Procédure devant la cour
Par une requête enregistrée le 13 juin 2018, M. A..., représenté par la SCP Robin-Vernet, demande à la cour :
1°) d'annuler ce jugement du tribunal administratif de Lyon du 20 mars 2018 ;
2°) d'annuler les décisions du préfet du Rhône du 1er juin 2017 ;
3°) d'enjoindre au préfet du Rhône de lui délivrer une carte de séjour temporaire dans un délai de quinze jours à compter de la notification de l'arrêt, sous astreinte de 50 euros par jour de retard ;
4°) de mettre à la charge de l'Etat la somme de 1 500 euros à verser à son conseil au titre des dispositions combinées de l'article L. 761-1 du code de justice administrative et de l'article 37 de la loi du 10 juillet 1991.
Il soutient que :
- le tribunal, en opposant le fait qu'il constituait une menace pour l'ordre public, a retenu un motif qui n'avait pas été opposé par le préfet ;
- le préfet a commis une erreur de droit en ne prenant pas en compte l'ensemble des conditions posées par les articles L. 313-11 2° bis et L. 313-15 du code de l'entrée et du séjour des étrangers et du droit d'asile ;
- le refus de séjour méconnaît les dispositions du 2° bis de l'article L. 313-11 du code de l'entrée et du séjour des étrangers et du droit d'asile ou de l'article L. 313-15 du même code, au cas où il serait retenu qu'il a été confié aux services de l'aide sociale à l'enfance après l'âge de seize ans ;
- la décision de refus de séjour méconnaît l'article 8 de la convention européenne de sauvegarde des droits de l'homme et des libertés fondamentales et est entachée d'une erreur manifeste d'appréciation au regard de ses conséquences sur sa situation personnelle.

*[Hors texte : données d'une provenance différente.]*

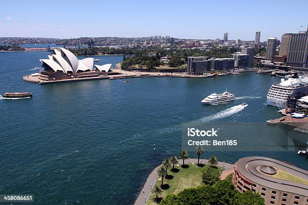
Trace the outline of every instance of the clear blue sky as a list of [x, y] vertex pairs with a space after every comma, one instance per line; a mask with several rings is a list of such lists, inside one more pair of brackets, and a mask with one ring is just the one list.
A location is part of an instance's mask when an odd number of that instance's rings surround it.
[[278, 39], [308, 25], [308, 1], [0, 2], [0, 36]]

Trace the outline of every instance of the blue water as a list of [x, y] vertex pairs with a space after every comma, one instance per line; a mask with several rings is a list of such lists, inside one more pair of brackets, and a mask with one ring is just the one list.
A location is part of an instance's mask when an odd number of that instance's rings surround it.
[[[129, 83], [24, 81], [22, 76], [37, 72], [33, 69], [48, 53], [0, 53], [2, 91], [33, 94], [31, 99], [0, 99], [0, 193], [33, 194], [34, 204], [131, 204], [151, 170], [180, 151], [181, 123], [264, 122], [281, 116], [265, 104], [270, 85], [280, 79], [252, 72], [207, 79], [132, 78]], [[123, 57], [95, 58], [102, 64]], [[242, 97], [219, 106], [201, 105], [203, 98], [226, 87]], [[243, 101], [249, 106], [215, 118]], [[308, 167], [307, 160], [294, 151], [206, 152], [203, 157], [213, 154], [220, 161], [259, 155]]]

M. A... a été admis au bénéfice de l'aide juridictionnelle totale par une décision du bureau d'aide juridictionnelle du 24 avril 2018.

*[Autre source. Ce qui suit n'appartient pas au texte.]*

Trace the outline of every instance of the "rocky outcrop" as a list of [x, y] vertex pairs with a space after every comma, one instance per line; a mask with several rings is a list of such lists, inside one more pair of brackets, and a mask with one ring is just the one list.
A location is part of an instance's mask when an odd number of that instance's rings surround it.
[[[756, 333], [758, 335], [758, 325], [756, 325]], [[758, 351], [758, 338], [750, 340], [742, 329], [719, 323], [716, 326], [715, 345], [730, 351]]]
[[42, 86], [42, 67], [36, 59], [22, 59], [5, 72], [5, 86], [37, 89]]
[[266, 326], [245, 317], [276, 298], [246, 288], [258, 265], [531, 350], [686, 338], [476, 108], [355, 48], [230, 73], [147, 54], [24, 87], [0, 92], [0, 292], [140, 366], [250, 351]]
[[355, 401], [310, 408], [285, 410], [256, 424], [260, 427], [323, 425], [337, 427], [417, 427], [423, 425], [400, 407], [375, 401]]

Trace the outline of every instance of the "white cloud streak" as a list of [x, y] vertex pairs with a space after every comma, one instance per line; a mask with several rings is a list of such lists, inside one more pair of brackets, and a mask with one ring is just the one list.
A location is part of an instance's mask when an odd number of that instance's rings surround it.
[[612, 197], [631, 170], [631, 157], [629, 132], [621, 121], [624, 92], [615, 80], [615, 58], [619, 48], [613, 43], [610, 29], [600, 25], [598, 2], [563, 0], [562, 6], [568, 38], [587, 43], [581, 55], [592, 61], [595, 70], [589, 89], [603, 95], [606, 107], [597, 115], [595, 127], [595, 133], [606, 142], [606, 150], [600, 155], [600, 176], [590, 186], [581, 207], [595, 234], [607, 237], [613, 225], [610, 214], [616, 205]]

Par un mémoire enregistré le 24 janvier 2019, le préfet du Rhône conclut au rejet de la requête.
Il soutient qu'aucun des moyens n'est fondé.
Vu les autres pièces du dossier ;
Vu :
- la convention européenne de sauvegarde des droits de l'homme et des libertés fondamentales ;
- le code de l'entrée et du séjour des étrangers et du droit d'asile ;
- la loi n° 91-647 du 10 juillet 1991 ;
- le code de justice administrative ;
Le président de la formation de jugement ayant dispensé le rapporteur public, sur sa proposition, de prononcer des conclusions à l'audience ;
Les parties ayant été régulièrement averties du jour de l'audience ;
Après avoir entendu, au cours de l'audience publique, le rapport de M. Thierry Besse, premier conseiller ;
Considérant ce qui suit :
1. M. A..., de nationalité malienne, qui soutient être né le 31 décembre 1998, est entré en France en avril 2014. Le 7 juillet 2014, il a été placé auprès des services de l'aide sociale à l'enfance par ordonnance provisoire du procureur de la République de Lyon. Par arrêt du 27 octobre 2016, la cour d'appel de Lyon a annulé le jugement du 16 janvier 2015 du tribunal correctionnel de Lyon ayant condamné M. A... pour escroquerie au préjudice de la Métropole de Lyon pour usage d'une fausse identité de mineur au motif qu'il était mineur lors de sa prise en charge, la date de naissance du 31 décembre 1998 figurant sur son passeport devant être tenue pour exacte. Le 30 décembre 2016, M. A... a sollicité la délivrance d'un titre de séjour sur le fondement des dispositions du 2° bis de l'article L. 313-11 du code de l'entrée et du séjour des étrangers et du droit d'asile et de l'article L. 313-15 du même code. Par décisions du 1er juin 2017, le préfet du Rhône a refusé de lui délivrer un titre de séjour, l'a obligé à quitter le territoire français dans un délai de trente jours et a fixé le pays de renvoi en cas d'éloignement forcé. M. A... relève appel du jugement du 20 mars 2018 par lequel le tribunal administratif de Lyon a rejeté sa demande tendant à l'annulation de ces décisions.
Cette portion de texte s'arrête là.